An important part of data science is the use of visualisations to display data in a way that is easy to digest. Visualisations often rely on underlying statistical or machine learning models -- ranging from basic calculations like category means to advanced methods such as principal component analysis of multidimensional datasets -- to convey insights. We introduce an analogous concept for word descriptions of data, which we call wordalisations. Wordalisations describe data in easy to digest words, without necessarily reporting numerical values from the data.
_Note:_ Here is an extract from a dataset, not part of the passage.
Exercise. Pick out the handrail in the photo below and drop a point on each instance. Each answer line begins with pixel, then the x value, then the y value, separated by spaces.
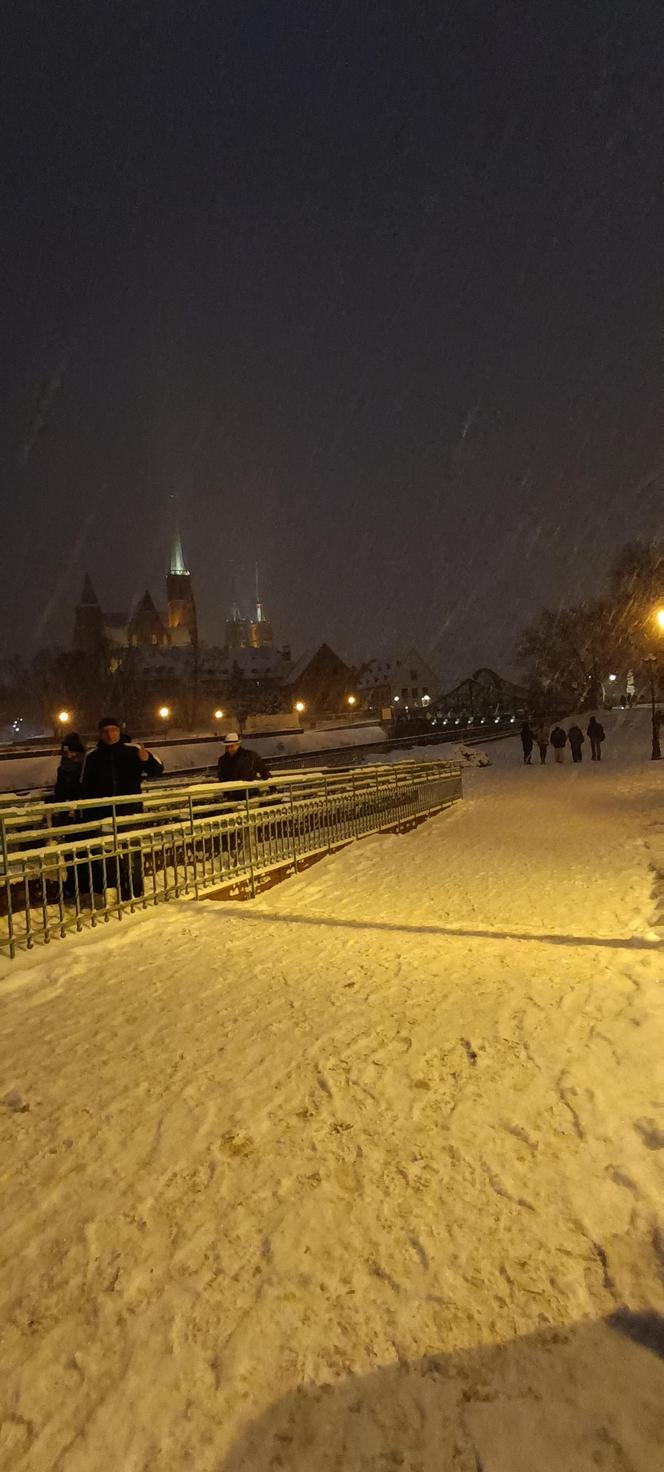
pixel 56 878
We show how to create wordalisations using large language models, through prompt templates engineered according to a task-agnostic structure which can be used to automatically generate prompts from data. We show how to produce reliable and engaging texts on three application areas: scouting football players, personality tests, and international survey data. Using the model cards framework, we emphasise the importance of clearly stating the model we are imposing on the data when creating the wordalisation, detailing how numerical values are translated into words, incorporating background information into prompts for the large language model, and documenting the limitations of the wordalisations. We argue that our model cards approach is a more appropriate framework for setting best practices in wordalisation of data than performance tests on benchmark datasets.
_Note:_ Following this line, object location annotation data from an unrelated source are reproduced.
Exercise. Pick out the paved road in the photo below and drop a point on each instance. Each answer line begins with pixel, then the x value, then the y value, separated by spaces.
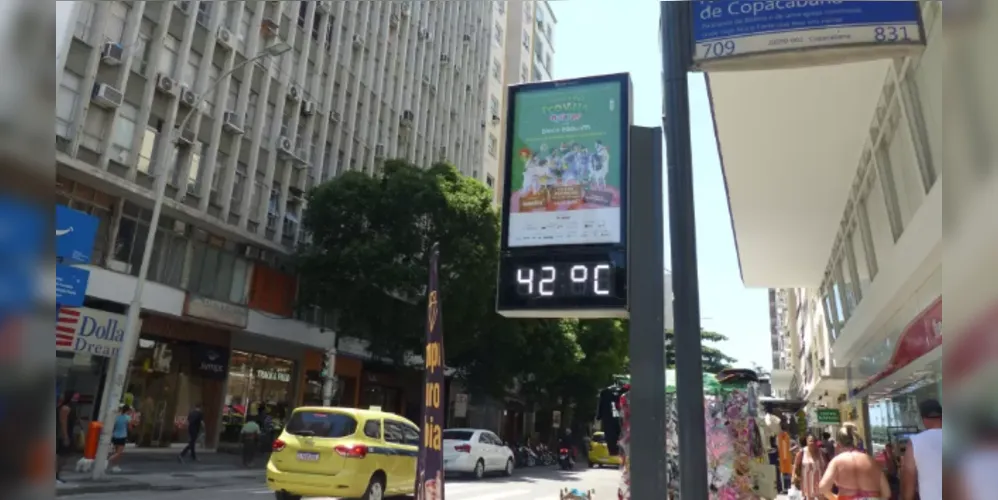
pixel 534 484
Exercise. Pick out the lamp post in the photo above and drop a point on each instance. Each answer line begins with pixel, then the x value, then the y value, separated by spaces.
pixel 128 343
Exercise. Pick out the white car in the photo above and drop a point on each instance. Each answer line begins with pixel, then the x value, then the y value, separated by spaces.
pixel 476 452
Representing data in words

TL;DR

The paper addresses turning structured data into readable wordalisations using large language models, proposing a four-step prompt design (tell it who it is, tell it what it knows, tell it what data to use, tell it how to answer) paired with a normative statistical model based on -scores to translate numbers into descriptive text. It argues that model cards provide a principled framework for transparency, ethics, and reproducibility, rather than relying on benchmarks. The authors demonstrate applications in football scouting, personality testing, and World Values Survey analysis, supported by a Streamlit platform that exposes prompts and outputs. Evaluation combines automated reconstruction of statistical descriptors from wordalisations with multi-run prompts to assess fidelity, showing that including data-driven descriptors improves alignment with the underlying data across domains, while also acknowledging limitations of automated evaluation and prompting choices.

Abstract

An important part of data science is the use of visualisations to display data in a way that is easy to digest. Visualisations often rely on underlying statistical or machine learning models -- ranging from basic calculations like category means to advanced methods such as principal component analysis of multidimensional datasets -- to convey insights. We introduce an analogous concept for word descriptions of data, which we call wordalisations. Wordalisations describe data in easy to digest words, without necessarily reporting numerical values from the data. We show how to create wordalisations using large language models, through prompt templates engineered according to a task-agnostic structure which can be used to automatically generate prompts from data. We show how to produce reliable and engaging texts on three application areas: scouting football players, personality tests, and international survey data. Using the model cards framework, we emphasise the importance of clearly stating the model we are imposing on the data when creating the wordalisation, detailing how numerical values are translated into words, incorporating background information into prompts for the large language model, and documenting the limitations of the wordalisations. We argue that our model cards approach is a more appropriate framework for setting best practices in wordalisation of data than performance tests on benchmark datasets.

Paper Structure

This paper contains 11 sections, 1 equation, 3 figures, 3 tables.

Figures (3)

  • Figure 1: Example from the football scout application. The wordalisation appears below the data visualisation followed by a user input and the generated response.
  • Figure 2: Example from the personality test (left) and international survey (right) applications. The wordalisation appears below the visualisation followed by a user input and generated response.
  • Figure 3: Comparison of the class labels generated by the normative model with classes reconstructed from the wordalisations. For each application, football scout (left), international survey (middle) and personality test (right), multiple wordalisations were generated for each data point, so that at least $10$ valid reconstructions per data point were found, and the mean accuracy is taken over all wordalistations. We compare the accuracy of the model for two different prompts, one in which data in the form of synthetic texts was given (blue) and in the other the data was omitted (red). The dashed line indicates the expected accuracy if the class labels were randomly chosen according to a uniform probability distribution and lie at an accuracy of $\frac{1}{6}$, $\frac{1}{5}$ and $\frac{1}{2}$ for each application respectively.